Yazar, Aynullah Akça ile “Köln Edebiyat Atölyesi’nde” zoom üzerinden toplantılara katıldığımız zamanlarda tanıştım. Mütevazı kişiliği ile dost sıcaklığı birkaç toplantı sonrası kendini hissettirdi. Kitaplarıyla ve kendisiyle, Türkiye’ye geldiğinde benim düzenlemiş olduğum “2. İMGELERİN ÇIĞLIĞI” etkinliğime davetime olumlu yanıt verip katıldığında yüz yüze tanıştım.

     Kitap elbette Denizlerin idamını engellemek için yapılan uçak kaçırma eylemini anlatmak/aydınlatmak için yazılmış. Aydınlatmak için diyorum çünkü gerek kitabın önsözü gerekse, Akça ile yüz yüze görüştüğümüzde Bora Gezmiş ve bazı kişilerin yapılan eylemi amacının dışında algılamaları ve anlatmaları Akça’yı bu kitabı yazmaya yönlendirmiş. Kitapta uçak kaçırma eyleminin dışında Akça’nın kendi yaşamından çokça kesitleri de okuyacaksınız.

     Okuyacaklar için ipucu niteliğinde bir şey paylaşmak isterim. “SONSÖZ” kısmı kitabın içindeki detayların özeti gibi.

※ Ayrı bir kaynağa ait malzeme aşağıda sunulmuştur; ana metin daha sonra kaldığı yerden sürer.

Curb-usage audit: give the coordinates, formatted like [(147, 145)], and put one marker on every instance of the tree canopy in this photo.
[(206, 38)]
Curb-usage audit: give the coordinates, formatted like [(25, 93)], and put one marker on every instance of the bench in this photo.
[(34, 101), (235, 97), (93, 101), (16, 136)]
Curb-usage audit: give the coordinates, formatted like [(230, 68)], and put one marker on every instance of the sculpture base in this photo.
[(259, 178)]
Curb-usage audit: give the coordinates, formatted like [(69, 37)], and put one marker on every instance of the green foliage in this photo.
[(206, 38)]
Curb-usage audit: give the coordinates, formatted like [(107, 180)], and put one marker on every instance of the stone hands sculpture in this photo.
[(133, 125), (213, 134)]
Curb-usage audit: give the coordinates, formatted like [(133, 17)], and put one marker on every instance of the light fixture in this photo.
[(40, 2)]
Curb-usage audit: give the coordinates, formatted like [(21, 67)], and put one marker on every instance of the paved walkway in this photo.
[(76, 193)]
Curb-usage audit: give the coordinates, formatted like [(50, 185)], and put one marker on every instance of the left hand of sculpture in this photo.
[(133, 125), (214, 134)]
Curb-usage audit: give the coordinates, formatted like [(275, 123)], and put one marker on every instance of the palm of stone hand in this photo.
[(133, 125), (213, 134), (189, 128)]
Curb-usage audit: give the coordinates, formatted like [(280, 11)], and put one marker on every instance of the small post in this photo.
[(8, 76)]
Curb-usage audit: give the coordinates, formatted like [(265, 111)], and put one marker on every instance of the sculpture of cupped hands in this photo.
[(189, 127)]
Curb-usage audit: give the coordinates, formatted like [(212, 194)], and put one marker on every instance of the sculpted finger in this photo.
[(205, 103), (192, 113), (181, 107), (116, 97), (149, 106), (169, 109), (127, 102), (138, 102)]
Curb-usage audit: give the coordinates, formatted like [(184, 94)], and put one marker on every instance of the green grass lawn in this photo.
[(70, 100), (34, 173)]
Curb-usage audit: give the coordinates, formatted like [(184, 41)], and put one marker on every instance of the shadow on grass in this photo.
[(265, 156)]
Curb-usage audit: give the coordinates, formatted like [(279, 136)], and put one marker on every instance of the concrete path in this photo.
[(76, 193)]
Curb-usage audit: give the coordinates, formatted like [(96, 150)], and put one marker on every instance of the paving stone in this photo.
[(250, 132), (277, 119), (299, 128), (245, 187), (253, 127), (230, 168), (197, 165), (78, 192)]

     Gerek Bora Gezmiş’in gerekse konu hakkında diğerlerinin olumsuz eleştirilerini doğru tahlil etmek için Akça’nın BİR HAVA KORSANININ ANILARI kitabını okumanızı öneririm.

BİYOGRAFİ;

Aynullah Akça, 1952 yılında Ağabey köyünde doğdu. İlkokulu o zamanlar Kars’a bağlı olan Tuzluca kazasında bitirdi. Ortaöğretimine Ankara’da devam etti. Daha lise yıllarında gençlik hareketlerine aktif olarak katıldı.

Mayıs 1972’de, haklarında verilen idam kararları kesinleşen Deniz Gezmiş, Yusuf Arslan ve Hüseyin İnan’ın serbest bırakılmaları için THY’ye bağlı bir BOING 707 uçağını üç arkadaşıyla birlikte Bulgaristan’a kaçırdılar. Uçağı Sofya Havaalanı’nda içindeki yolcularla birlikte 36 saat rehin tuttular. Ancak istekleri kabul edilmeyince, yolcuları serbest bırakıp uçağı terk etmek zorunda kaldılar.

Akça, bu eylemden dolayı Bulgaristan’da 3 yıl 6 ay hapis cezasına mahkûm edildi. Hapisten çıktıktan sonra, o zamanki adıyla “Karl Marx Yüksek Ekonomi Enstitüsü’nde” ulusal ekonomi okudu. Daha sonra aynı enstitüde lisansüstü öğrenim gördü. Öğretim üyesi ve araştırma görevlisi olarak çalıştı.

Aynullah Akça, Ağustos 1989’da İsveç’e iltica etti. Burada geçici işlerde çalıştı. Demiryolu işçiliği, aşçı yardımcılığı, kasaplık ve şarküteri işçiliği çalıştığı işlerden yalnızca birkaçıdır. Son 12 yıl özel güvenlik elemanı olarak çalıştı ve 2017’de emekli oldu.

“Matos Kişinin Hayatından Seçilmiş Üç Mayıs Günü” Aynullah Akça’nın 3 ayrı kitap olarak tasarladığı fantezi türünde bir roman çalışmasıdır. Daha önce yazarın, anılarından oluşan “Bir Hava Korsanının Anıları” adlı yapıtı yayınlanmıştır.

Aynullah Akça, evli ve üç çocuk babasıdır. Yaşamını yurtdışında sürdürmektedir.